Since they represent investment of tens or hundreds of millions they have to last five years or more before an airline can even think of replacing them. By this time the world off the plane has moved on even further.
Airlines with successful cabin products like London-based British Airways’ Club World have enjoyed fruitful demand for their interiors for years. Club World’s “yin-yang” configuration was first introduced at the turn of the century and has only recently been replaced by a seat with a door. Virgin Atlantic’s “herringbone” Upper Class design is still in successful service nearly twenty years after first being introduced.
Hong Kong flag carrier Cathay Pacific on the other had a false-start with their “Olympus” seat, which was deemed too narrow and proved a costly failure. Their successor “Cirrus” model though has proved a triumph.
An important benefit of Club World, Upper Class and Cirrus was that despite not being the most spacious or visually appealing in the marketplace they are extremely comfortable. Will the latest generation of seats with doors prove as durable? Time will tell, although it is interesting to note that BA’s Club Suite with a door is based on the Qatar Super Diamond, originally designed for Qatar Airways and already considered by its launch customer to be obsolete.
Software is the same, including airline platforms for distribution, revenue management and passenger servicing. Vendors love to accelerate by focusing more on software services rather than products, explaining the success of cloud computing. But ultimately airlines suffer higher costs and history shows that performance is stable at best. Just like other subscription services, it makes airlines more dependent from a business and commercial continuity perspective. Desirable?
Reversing these trends is extremely difficult. Vendors have no incentive to change because airlines are beholden to them. Change must come from the airlines themselves – tricky for an industry where priority number one is always safety and priority number two is always operational reliability.
So how can airlines escape the acceleration trap? I think that the answer lies in modernising enterprise data, using predictive analytics for inter-silo workflows, and applying machine learning, deep learning and automation through artificial intelligence to design better organisations that are goal-centric, i.e. around end experiences as perceived by customers (see article).
By creating new structures in their business that work across conventional departments that tend to operate as silos, airlines will organically foster deeper understanding of what people who buy tickets and actually fly on planes want and need and how these experiences form an integral part in their daily life. This will not always be the same as what hyped-up vendors write about on social media about the travel bug.
Airlines can escape the acceleration trap by emphasising consistency, reliability and good design. Just like Club World and Upper Class, which were so successful for so long because they were extremely comfortable, even if not as spacious as the competitors.
Even in the smartphone age an original iPod with its “wheel” is a pleasure to use and does a great job of playing our favourite tunes for us to enjoy the music and be entertained during a long flight (note, a benefit not a feature).

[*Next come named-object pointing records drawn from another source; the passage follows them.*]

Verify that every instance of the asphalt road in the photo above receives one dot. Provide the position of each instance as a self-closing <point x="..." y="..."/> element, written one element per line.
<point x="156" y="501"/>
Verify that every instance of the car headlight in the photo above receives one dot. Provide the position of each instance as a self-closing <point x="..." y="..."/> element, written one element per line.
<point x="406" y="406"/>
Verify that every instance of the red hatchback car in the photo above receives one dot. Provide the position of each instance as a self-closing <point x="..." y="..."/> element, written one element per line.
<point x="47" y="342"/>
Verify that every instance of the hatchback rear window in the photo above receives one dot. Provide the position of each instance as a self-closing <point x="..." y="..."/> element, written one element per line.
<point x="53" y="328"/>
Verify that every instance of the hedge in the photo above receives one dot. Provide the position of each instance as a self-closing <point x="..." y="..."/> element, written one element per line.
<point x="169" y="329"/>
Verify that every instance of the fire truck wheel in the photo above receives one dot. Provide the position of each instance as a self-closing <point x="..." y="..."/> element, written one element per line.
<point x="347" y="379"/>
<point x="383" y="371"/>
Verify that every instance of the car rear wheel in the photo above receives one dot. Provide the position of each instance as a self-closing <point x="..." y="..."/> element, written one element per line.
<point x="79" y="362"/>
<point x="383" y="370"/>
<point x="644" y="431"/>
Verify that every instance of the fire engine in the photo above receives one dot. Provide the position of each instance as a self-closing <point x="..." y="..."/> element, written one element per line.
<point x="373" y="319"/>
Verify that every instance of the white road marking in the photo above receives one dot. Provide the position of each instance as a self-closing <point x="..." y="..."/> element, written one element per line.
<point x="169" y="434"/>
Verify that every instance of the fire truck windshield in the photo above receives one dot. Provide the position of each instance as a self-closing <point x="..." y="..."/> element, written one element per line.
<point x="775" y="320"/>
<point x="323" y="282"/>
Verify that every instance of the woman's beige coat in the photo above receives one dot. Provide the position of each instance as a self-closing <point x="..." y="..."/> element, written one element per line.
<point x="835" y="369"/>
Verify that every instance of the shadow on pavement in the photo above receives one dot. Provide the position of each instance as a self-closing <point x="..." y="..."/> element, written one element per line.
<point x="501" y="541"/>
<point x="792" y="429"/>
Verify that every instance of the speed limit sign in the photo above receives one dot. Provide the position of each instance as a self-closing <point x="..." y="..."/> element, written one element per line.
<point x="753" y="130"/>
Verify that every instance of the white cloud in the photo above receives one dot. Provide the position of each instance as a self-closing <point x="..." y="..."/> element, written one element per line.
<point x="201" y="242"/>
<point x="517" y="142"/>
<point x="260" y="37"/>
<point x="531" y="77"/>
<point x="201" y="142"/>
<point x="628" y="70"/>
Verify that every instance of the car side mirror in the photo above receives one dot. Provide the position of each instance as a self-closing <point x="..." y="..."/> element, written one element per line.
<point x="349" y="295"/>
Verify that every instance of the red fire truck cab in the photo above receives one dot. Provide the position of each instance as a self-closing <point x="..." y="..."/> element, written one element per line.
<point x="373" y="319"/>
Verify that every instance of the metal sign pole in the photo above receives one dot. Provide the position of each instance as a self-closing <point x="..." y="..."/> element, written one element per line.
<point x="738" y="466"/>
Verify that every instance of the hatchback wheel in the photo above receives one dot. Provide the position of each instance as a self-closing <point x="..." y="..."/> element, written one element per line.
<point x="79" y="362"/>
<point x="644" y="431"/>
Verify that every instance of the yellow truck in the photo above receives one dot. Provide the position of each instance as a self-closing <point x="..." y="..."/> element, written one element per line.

It is the same with products developed by airlines for their planes. When passengers can experience a good but older seat on every flight an airline offers, that is much better than a lottery of always having some planes with the great seats and others with clunky ones, no matter how new they might be.
Creating a shift in mindset like this will be tough and depend on airline teams getting “under the hood” to understand what their passengers really want and how they want it presented to them. They need to understand that passengers want to use their devices to shop, do work and entertain themselves in different ways throughout different contexts. If they can do this right a whole new world of revenue potential awaits (see article).